JPS was singled out by the American Hospital Association (AHA) as a healthcare system innovating to improve access to psychiatric and substance abuse services in the community. In a June 3 letter to President Barack Obama, the AHA cited JPS for its role in a partnership of public and private agencies that emerged in the aftermath of the mass shooting at Wedgewood Baptist Church.
"A number of community and psychiatric hospitals have established programs to address the behavioral health needs in their community," wrote Rich Umbdenstock, president and chief executive officer of the AHA, urging Obama’s continued support for psychiatric and substance abuse healthcare.
JPS was praised for its role as a founding member of Mental Health Connection of Tarrant County, which was formed following the Wedgewood Baptist Church assault in 1999. A 47-year-old man who had for years exhibited overt symptoms of mental illness took two guns and a pipe bomb to the church and opened fire on a youth group, killing seven young people and wounding seven others before taking a seat on a back pew and fatally shooting himself.

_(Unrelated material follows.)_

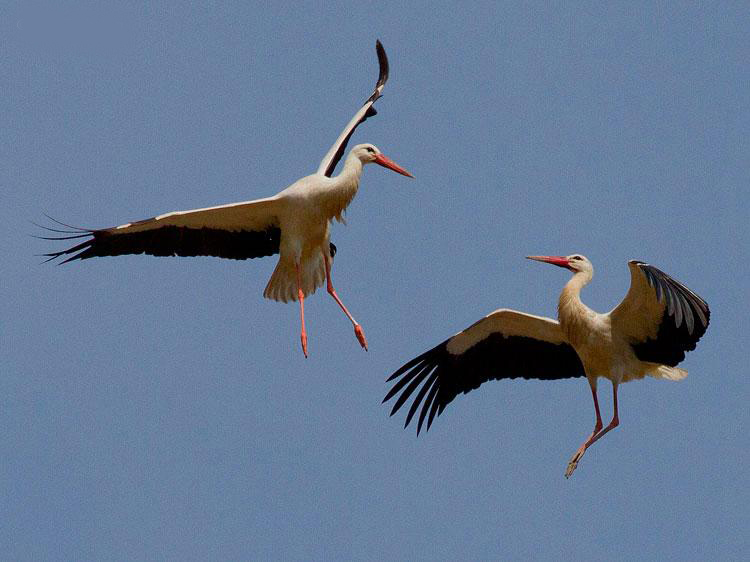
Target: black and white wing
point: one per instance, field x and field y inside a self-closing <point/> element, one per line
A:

"Mental Health Connection members assess the short-and long-term behavioral health needs for the community and provide the resources and support necessary to care for those who require assistance," Umbdenstock wrote. In addition to JPS, members include ACH Children and Family Services, Fort Worth ISD, Tarrant County, Lena Pope Home and MHMR of Tarrant County.
"I think we should be very proud that our work with Mental Health Connection was one of four highlighted programs from AHA’s 5,000 hospitals and 1,600 behavioral health providers," said Wayne Young, JPS vice president and administrator of Trinity Springs Pavilion. Young is vice chairman of Mental Health Connection.